Hardin asked if Smith's reasoning still held in the economics not of 1768, when the world seemed limitless, but of 1968? Imagine a situation where village herdsmen share a common pasture, he offered. Over time various factors – disease, war, poaching, periodic famine – keep both the herds and their herdsmen at well below the carrying capacity of the pasture. In this situation, we could consider the pasture limitless, as was the world in Adam Smith’s time, and his economic argument would hold true.
But then one day through increased use of good farming practices, say, social stability is reached, and these losses are minimized. At this very point of highest social good, the logic of the commons creates a tragedy. Each herdsman thinks, like Ayn Rand argued, “what is the utility to me of adding one more animal to my herd?” Since the herdsman receives all the proceeds from the sale of the animal, the positive benefit is +1. Since the herdsman pays only a tiny portion for the additional grazing in the common pasture, in terms of less grass, more weeds, erosion, etc, the negative detriment is only a small fraction of -1.
In this way, each herdsman is motivated by the only rational economic conclusion, to add an animal… and another… and another. But what seems rational when the problem is looked at from the individual frame becomes grotesquely irrational when the frame is the collective of all the herdsmen, and indeed of their economy and society at large, whose individuals are each now faced with a situation of over-grazed pastures which can sustain only a small fraction of the number of cattle prior to the bubble. The environment and the economy both collapse and the herdsman society faces a doubly deficit situation because they have been eating their environmental corpus.

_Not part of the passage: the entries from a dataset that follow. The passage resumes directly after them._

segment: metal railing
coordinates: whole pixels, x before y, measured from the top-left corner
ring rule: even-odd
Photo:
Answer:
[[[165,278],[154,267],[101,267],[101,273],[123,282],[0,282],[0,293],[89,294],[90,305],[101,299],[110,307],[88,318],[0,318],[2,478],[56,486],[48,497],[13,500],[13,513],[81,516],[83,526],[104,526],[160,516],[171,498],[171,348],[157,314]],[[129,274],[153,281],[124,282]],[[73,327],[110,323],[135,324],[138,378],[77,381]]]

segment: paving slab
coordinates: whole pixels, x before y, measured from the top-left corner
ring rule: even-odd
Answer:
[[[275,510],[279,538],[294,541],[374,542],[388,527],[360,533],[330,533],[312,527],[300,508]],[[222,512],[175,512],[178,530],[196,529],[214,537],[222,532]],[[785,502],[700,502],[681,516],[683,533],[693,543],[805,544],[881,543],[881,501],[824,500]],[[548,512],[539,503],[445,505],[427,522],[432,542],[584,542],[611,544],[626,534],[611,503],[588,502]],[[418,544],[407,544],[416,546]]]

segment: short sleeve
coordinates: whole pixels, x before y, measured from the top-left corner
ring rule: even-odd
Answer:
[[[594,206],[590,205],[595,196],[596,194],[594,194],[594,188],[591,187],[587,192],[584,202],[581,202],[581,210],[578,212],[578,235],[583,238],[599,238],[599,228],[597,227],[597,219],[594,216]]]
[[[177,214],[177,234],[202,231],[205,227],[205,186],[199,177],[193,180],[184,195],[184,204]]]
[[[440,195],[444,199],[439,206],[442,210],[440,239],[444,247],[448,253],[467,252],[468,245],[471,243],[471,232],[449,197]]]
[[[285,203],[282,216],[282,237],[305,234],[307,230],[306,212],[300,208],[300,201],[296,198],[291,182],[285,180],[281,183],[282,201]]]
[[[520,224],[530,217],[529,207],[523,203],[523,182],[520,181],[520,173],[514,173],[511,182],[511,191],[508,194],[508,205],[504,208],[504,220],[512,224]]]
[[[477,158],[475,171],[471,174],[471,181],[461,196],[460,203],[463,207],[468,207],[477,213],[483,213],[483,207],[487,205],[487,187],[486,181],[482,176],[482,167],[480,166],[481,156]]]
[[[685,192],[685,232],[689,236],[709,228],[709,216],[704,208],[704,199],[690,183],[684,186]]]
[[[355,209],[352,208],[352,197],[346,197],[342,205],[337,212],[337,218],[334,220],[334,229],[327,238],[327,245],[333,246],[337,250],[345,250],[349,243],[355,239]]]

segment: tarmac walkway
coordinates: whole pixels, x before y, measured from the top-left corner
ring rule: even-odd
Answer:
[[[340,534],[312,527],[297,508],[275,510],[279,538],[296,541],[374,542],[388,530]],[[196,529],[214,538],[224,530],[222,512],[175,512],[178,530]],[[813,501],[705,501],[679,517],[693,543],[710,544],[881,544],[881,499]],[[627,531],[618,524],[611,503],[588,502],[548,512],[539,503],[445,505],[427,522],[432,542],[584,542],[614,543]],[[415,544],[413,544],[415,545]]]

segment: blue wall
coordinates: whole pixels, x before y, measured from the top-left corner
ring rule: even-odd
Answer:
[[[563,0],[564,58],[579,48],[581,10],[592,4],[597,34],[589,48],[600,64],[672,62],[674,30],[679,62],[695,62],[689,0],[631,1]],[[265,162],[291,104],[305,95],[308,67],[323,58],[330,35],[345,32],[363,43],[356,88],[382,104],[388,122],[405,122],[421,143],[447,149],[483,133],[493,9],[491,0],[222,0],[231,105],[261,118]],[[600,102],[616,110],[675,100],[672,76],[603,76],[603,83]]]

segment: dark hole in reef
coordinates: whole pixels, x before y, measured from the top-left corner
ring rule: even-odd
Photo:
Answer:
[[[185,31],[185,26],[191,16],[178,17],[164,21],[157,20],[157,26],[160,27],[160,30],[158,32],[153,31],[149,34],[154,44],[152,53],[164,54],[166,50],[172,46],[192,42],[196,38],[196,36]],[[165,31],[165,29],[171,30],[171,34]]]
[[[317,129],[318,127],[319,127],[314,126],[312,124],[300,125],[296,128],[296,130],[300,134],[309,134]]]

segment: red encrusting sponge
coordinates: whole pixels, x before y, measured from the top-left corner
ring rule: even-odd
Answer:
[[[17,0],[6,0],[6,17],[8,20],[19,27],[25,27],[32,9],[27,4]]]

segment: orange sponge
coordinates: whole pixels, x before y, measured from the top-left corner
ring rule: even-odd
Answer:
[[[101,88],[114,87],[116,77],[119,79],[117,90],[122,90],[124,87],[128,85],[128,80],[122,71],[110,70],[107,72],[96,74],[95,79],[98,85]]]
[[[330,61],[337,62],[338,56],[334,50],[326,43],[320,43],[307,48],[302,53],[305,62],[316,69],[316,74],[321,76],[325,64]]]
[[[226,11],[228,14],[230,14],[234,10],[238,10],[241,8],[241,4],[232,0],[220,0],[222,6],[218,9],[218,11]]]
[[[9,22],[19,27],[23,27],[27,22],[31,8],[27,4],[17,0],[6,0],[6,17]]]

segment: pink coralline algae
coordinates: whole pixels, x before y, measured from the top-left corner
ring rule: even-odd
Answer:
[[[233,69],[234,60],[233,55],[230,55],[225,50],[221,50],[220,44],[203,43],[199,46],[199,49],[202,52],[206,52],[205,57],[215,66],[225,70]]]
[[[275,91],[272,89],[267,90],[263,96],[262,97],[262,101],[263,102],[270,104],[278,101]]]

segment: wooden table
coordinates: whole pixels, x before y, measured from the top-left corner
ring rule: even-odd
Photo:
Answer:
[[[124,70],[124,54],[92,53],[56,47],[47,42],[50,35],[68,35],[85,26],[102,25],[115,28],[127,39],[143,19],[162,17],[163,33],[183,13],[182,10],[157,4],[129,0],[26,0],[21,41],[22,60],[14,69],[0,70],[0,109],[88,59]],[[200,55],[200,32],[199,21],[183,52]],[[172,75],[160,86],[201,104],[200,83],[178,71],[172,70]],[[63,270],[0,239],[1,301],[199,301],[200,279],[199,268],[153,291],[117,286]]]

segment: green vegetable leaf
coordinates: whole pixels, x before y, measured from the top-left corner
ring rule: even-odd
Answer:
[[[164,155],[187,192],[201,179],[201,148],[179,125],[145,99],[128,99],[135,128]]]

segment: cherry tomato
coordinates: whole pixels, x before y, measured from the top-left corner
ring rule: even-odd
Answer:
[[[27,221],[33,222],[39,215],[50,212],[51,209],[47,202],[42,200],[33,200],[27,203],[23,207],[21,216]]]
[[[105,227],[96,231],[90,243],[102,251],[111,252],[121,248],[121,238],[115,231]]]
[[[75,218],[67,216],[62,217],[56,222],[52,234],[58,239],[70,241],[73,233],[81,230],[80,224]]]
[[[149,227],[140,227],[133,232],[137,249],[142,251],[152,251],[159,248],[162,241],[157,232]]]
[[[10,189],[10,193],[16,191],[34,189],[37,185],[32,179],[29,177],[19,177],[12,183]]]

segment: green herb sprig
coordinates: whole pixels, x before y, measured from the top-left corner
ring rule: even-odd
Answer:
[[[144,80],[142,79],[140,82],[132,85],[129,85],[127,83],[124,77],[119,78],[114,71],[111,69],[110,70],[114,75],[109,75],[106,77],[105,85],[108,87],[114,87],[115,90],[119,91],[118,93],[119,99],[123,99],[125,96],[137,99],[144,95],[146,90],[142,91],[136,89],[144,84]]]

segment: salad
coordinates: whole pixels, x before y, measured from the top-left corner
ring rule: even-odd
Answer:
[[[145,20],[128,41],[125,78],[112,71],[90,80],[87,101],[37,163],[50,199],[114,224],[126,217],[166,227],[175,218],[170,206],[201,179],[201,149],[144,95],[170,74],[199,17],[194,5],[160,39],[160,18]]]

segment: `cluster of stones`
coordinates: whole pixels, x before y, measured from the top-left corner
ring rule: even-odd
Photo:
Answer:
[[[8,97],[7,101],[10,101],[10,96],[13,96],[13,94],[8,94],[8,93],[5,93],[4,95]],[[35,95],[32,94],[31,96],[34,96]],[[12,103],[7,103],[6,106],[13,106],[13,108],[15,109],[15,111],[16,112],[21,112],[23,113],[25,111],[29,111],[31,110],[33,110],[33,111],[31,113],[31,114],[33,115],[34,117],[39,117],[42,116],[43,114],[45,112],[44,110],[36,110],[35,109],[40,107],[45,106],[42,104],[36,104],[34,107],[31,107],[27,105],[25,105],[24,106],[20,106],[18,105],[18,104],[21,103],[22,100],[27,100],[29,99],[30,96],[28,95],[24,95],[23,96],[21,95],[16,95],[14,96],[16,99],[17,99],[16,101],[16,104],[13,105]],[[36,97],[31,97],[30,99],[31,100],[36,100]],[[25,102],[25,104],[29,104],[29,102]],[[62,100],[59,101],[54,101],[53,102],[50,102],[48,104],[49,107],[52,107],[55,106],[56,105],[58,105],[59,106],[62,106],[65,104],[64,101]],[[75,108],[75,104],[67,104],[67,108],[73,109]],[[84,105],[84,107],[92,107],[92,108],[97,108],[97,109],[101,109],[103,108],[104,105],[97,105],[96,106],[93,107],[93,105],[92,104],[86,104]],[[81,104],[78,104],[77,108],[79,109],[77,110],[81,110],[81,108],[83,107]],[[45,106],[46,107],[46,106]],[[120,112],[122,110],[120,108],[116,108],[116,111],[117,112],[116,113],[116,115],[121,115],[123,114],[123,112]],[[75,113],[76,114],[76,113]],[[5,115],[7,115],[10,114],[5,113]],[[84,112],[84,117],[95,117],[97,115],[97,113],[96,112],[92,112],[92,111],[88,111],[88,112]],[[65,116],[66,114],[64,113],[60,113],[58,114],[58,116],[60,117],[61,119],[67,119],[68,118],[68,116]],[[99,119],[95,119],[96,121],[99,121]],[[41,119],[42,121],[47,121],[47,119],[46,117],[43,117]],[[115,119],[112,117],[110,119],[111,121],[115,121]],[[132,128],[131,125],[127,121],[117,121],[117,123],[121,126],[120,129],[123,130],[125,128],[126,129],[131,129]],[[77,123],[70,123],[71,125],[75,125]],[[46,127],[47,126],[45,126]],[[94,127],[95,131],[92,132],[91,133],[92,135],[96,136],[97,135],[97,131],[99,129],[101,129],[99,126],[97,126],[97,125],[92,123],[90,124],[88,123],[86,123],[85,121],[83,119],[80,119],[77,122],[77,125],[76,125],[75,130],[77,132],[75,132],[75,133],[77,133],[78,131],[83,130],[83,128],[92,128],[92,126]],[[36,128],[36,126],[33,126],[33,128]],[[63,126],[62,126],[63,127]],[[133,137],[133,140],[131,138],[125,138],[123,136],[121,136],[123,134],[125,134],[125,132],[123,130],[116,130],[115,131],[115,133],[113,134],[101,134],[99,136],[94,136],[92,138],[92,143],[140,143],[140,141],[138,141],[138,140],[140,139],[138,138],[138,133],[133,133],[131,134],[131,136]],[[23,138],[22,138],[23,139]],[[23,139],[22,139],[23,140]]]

Hardin concluded that in this circumstance, “each man is locked into a system that compels him to increase his herd without limit – in a world that is limited. Ruin is the destination toward which all men rush, each pursuing his own best interest in a society that believes in the freedom of the commons. Freedom in a commons brings ruin to all.”
The argument over regulation and freedom presumes a fundamental conflict between environment and economy that paralyzes American politicians, because it assumes that there is a conflict between freedom and regulation, and that regulation is a drag on the market. This conflict will only become more pressing over the coming decades.
But is it true? There is a case to be made that wisely crafted regulations increase freedom, not reduce it. If freedom is freedom to choose, regulations that maximize that freedom provide a benefit to the individual. There was a time when we dumped feces in our streets and water sources, but then we learned through science that this spreads cholera. Regulations based on science keep us free from the tyranny of cholera. There was a time when a landowner whose factory abutted a stream would have thought it ridiculous if you told him he couldn't dump toxic effluvient into the water. A running stream cleans itself every twenty miles, was the saying. But regulations now preserve our health - even the health of that factory owner - from the tyranny of ignorance and toxins. There was a time in the Wild West when marauders could take your things by force, but the laws and regulations of sheriffs and private property freed you from that tyranny.
Like anything, regulation must be used in moderation or it can become tyrannical in and of itself. But when the guiding light is maximizing freedom by preserving the highest level of the power to choose for the greatest number of individuals, that kind of regulation reduces externalities and inefficiencies in the marketplace and improves freedom for all.